It’s time to face the facts: Every Halloween you’ve had up until now was garbage. It’s not your fault, though, you just didn’t know how to celebrate the right way. Until now, that is. Now that you don’t have mommy and daddy to keep you “safe,” it’s time to finally see what razor candy is all about. So to help you reach your full potential, here are some tips on how to have a great Halloween.

1. Choose your own candy

Despite what many may say, legally you’re considered an adult. So now that trick-or-treating has started to make you seem more creepy than cute, it’s important to remember that candy is something you can just buy. Of course, some people will say that “just buying it” isn’t in the spirit of Halloween, but those people don’t have an entire chocolate bust of Lou Reed.
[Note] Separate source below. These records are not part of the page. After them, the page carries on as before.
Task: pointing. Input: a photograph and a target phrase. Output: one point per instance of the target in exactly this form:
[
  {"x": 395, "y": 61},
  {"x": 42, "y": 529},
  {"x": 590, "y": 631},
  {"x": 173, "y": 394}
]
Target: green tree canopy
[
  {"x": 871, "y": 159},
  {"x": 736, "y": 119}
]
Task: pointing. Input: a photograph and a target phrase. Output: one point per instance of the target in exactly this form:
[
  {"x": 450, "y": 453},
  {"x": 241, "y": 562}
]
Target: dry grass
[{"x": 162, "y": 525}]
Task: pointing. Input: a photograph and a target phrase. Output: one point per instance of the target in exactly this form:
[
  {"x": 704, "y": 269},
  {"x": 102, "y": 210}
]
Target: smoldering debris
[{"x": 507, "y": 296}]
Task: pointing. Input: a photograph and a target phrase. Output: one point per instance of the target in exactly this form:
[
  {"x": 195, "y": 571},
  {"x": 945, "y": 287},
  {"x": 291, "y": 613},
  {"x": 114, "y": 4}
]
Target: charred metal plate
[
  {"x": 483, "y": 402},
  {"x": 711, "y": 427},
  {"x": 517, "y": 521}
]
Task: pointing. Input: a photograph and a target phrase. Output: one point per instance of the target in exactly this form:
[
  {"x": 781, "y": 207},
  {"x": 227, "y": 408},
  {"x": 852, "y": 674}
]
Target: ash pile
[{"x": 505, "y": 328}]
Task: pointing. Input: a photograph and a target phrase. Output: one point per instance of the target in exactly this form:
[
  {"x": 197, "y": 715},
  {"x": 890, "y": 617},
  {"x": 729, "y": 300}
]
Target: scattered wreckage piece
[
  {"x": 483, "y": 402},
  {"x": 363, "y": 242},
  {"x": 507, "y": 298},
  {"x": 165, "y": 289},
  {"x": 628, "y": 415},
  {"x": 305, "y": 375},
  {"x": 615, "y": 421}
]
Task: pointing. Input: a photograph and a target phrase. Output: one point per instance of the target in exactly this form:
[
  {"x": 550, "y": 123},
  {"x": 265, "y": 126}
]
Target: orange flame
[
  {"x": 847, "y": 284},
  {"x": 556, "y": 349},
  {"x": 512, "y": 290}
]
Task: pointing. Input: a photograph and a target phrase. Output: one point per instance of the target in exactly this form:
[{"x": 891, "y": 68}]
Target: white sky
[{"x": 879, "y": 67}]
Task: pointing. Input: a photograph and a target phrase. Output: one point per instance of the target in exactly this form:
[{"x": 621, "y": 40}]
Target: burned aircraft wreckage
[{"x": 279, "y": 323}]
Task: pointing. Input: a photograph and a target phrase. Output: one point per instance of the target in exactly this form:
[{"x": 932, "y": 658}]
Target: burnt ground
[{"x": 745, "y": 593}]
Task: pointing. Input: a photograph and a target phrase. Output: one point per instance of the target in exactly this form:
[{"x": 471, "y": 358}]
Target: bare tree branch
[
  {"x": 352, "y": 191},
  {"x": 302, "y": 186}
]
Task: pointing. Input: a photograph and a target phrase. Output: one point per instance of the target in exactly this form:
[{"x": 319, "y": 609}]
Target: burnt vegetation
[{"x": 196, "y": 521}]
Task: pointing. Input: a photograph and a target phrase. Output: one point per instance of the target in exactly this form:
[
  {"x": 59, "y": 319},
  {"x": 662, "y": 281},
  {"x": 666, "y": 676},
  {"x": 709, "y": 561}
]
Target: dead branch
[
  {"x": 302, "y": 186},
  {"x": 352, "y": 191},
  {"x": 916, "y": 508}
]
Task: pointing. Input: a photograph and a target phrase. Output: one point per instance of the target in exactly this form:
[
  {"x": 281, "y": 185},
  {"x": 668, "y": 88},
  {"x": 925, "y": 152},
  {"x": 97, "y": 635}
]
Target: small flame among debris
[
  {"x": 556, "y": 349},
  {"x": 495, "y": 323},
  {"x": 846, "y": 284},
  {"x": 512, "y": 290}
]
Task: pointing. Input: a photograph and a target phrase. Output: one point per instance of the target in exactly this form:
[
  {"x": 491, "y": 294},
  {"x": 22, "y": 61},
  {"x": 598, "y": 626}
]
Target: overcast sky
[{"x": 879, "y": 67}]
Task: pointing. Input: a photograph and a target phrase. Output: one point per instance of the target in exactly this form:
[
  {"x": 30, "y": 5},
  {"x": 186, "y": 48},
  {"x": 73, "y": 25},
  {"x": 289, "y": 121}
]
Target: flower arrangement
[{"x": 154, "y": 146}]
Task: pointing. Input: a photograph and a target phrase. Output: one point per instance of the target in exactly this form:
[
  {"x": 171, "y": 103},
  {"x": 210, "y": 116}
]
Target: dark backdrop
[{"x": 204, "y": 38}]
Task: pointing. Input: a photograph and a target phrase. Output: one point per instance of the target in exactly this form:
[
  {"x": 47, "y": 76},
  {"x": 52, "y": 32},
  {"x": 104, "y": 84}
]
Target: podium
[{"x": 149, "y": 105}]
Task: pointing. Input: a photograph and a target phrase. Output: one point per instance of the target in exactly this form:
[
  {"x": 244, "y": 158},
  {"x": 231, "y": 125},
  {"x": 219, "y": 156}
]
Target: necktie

Trick-or-treating is a disappointing pursuit as it is. You spend hours going from house to house, searching for your favorite treats, only to get things like bags of pretzels. Nobody wants pretzels. In fact, the only people who want pretzels are the people who give out pretzels, and they aren’t people. They’re the true monsters of Halloween who press on with their vile crusade. They don’t care if an 8-year-old Power Ranger threatens to egg their house. Only through buying your own candy can you escape that terror, and the terror of facing the fact that you’re old.

2. Have an impressive costume

Sure, you can dress up as a cat or a nerd, but life is about taking chances. You want your costume to stand out and inspire others.

If you are a guy, feel free to cross-dress. You might get into a frat party for free because the guy at the door is too drunk to know what a woman is supposed to look like.

Another idea is to take a traditional concept and put a spin on it. Everyone has dressed up like the Joker, but have you ever seen anyone dress up as little-known Batman villain Crazy Quilt? People will have all sorts of questions for you, and you will be the talk of the party as you stumble around trying to smother any Batmans you see with your crazy quilt.

3. Find the right party

Refuse invitations to any party that doesn’t promise to play “Monster Mash.” The family of the guy who wrote “Monster Mash” has to survive on the royalty checks he gets from this song being played a billion times in one day. It will be on your soul if they go hungry because you think you’re too cool for the song. You are not.

Try to find the party with the coolest decorations. It’s not a real Halloween party unless you’re genuinely worried the person hosting it might be a serial killer. Maybe going to an abandoned house full of bloodstains and a single girl’s shoe seems like a bad idea, but that really adds to the atmosphere of the room. People will be much more eager to dance with you if they feel like they might actually die.